Exercise-induced asthma more clearly linked to high-salt diet
(9 June 2005: VIDYYA MEDICAL NEWS SERVICE) -- An Indiana University professor may have uncovered the mechanisms by which high-salt diets can trigger exercise-induced asthma, offering the most complete picture to date of how dietary factors can both aggravate and alleviate the symptoms of this common condition.
The study by exercise physiologist Timothy Mickleborough and his research team in IU Bloomington's Department of Kinesiology demonstrated for the first time that modifying salt intake for two weeks alters airway inflammation and the flow of oxygen into the bloodstream, termed the diffusion capacity of the lungs.
"These findings show that modifying your diet has the potential to modify a disease state," Mickleborough said. The findings appear in the June issue of Medicine & Science in Sports & Exercise, and Mickleborough presented them on June 3 at the annual conference of the American College of Sports Medicine in Nashville, Tenn.
Exercise-induced asthma, also called exercise-induced bronchoconstriction, is a condition in which vigorous physical activity triggers an acute narrowing of the airway afterward, making breathing difficult. Up to 90 percent of people with asthma have EIA, in addition to as much as 10 percent of the general population without asthma and more than 10 percent of elite athletes. EIA typically is treated with medications, some of which are banned in international competition.
The randomized, double-blind, crossover study involved 24 people with physician-diagnosed asthma and EIA. Study participants on the low-salt diet consumed 1,446 milligrams of sodium per day. Participants on the high-salt diet consumed 9,873 milligrams of sodium per day, an amount Mickleborough described as typical for many adults.
Participants on the high-salt diet showed a dramatic decline in lung function after physical activity. Twenty minutes after exercising, the forced expiratory volume in 1 second (FEV1) -- a measure of lung function -- of participants on the high-salt diet had dropped by 27.4 percent compared to just 7.9 percent for participants on the low-salt diet. Mickleborough attributed this to a combination of factors caused by the high-salt diet, including high blood pressure and increased blood volume. These factors can cause pulmonary edema, which can lead to airway obstruction. Mickleborough said a drop of 10 percent or more in post-exercise FEV1 is considered abnormal (EIA positive), so the participants with the low-salt diet essentially eliminated their EIA symptoms.

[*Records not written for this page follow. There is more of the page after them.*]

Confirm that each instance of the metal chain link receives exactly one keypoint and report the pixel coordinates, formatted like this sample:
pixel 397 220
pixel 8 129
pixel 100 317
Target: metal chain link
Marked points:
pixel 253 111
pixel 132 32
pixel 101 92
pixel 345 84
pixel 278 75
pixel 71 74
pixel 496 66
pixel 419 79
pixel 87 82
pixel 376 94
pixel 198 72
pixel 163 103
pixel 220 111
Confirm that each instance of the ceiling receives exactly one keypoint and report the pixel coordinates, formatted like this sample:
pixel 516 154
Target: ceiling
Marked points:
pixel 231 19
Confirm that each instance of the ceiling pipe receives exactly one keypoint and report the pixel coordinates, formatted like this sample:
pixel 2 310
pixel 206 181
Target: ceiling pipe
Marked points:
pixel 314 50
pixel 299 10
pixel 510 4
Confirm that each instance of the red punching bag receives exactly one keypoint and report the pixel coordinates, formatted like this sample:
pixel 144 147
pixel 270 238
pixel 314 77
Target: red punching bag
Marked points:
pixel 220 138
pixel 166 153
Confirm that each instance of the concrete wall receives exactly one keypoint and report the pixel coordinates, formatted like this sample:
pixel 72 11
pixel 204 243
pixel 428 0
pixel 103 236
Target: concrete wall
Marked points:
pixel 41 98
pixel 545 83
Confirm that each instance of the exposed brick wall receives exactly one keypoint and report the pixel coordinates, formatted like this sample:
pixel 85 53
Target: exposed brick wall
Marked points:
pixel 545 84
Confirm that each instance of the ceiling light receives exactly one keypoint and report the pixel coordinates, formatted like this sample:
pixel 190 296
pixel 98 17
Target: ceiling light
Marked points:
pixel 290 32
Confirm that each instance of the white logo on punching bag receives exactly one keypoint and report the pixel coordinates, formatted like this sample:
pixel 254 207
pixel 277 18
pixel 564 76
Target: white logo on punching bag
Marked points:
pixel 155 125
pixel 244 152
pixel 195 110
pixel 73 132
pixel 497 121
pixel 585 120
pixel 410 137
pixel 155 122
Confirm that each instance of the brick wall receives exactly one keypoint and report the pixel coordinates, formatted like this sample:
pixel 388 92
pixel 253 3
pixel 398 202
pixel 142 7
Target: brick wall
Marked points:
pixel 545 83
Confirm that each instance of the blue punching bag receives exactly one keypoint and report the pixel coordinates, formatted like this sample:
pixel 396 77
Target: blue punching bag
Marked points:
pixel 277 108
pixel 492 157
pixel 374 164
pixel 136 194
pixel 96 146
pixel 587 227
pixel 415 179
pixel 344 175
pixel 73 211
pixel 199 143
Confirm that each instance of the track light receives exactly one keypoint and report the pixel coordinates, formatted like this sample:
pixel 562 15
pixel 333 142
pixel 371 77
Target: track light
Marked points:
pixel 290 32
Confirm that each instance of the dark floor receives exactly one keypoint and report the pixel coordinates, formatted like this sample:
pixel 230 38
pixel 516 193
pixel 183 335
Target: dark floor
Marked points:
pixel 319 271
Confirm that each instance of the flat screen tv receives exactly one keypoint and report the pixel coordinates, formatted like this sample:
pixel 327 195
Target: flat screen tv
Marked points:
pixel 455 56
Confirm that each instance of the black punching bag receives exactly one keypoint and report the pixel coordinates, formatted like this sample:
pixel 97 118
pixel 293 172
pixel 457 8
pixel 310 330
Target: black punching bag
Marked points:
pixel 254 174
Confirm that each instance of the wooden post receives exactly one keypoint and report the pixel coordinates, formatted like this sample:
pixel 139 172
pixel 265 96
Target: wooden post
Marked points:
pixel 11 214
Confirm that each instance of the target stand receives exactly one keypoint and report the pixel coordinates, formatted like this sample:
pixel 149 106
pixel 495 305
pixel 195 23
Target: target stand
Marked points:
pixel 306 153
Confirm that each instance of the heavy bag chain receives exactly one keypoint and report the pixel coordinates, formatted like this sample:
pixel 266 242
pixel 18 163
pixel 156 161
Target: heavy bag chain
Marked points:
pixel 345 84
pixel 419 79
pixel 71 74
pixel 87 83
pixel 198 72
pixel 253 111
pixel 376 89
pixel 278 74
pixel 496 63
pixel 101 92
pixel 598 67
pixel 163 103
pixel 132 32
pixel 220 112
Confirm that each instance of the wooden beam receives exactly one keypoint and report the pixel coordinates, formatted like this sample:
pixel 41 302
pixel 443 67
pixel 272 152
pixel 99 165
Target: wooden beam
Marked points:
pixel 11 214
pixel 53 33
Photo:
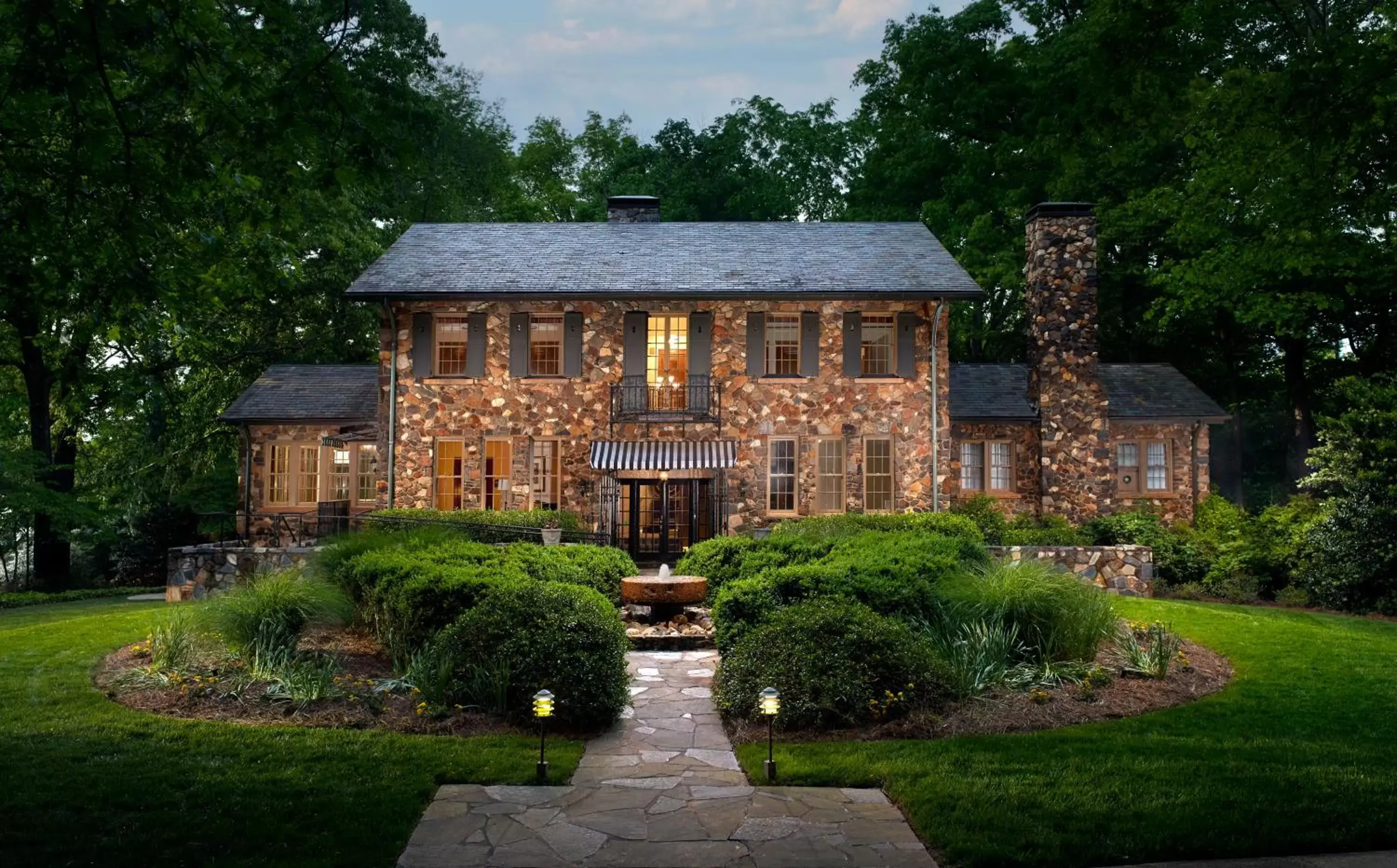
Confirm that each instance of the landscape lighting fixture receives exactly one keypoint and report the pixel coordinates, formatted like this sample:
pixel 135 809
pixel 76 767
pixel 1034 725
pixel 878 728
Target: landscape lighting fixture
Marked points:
pixel 770 708
pixel 543 711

Mickleborough and his team also found a higher percentage of airway cells, which have been implicated in the pathogenesis of asthma and EIA, in the sputum of study participants on the high-salt diet, along with more proinflammatory mediators, which can cause constriction of the airways.
Mickleborough has been studying the impact of diet on exercise-induced asthma for eight years. His earlier research found that increased consumption of omega-3 polyunsaturated fatty acids, commonly found in fish oil, also could reduce EIA symptoms in asthmatics after just three weeks.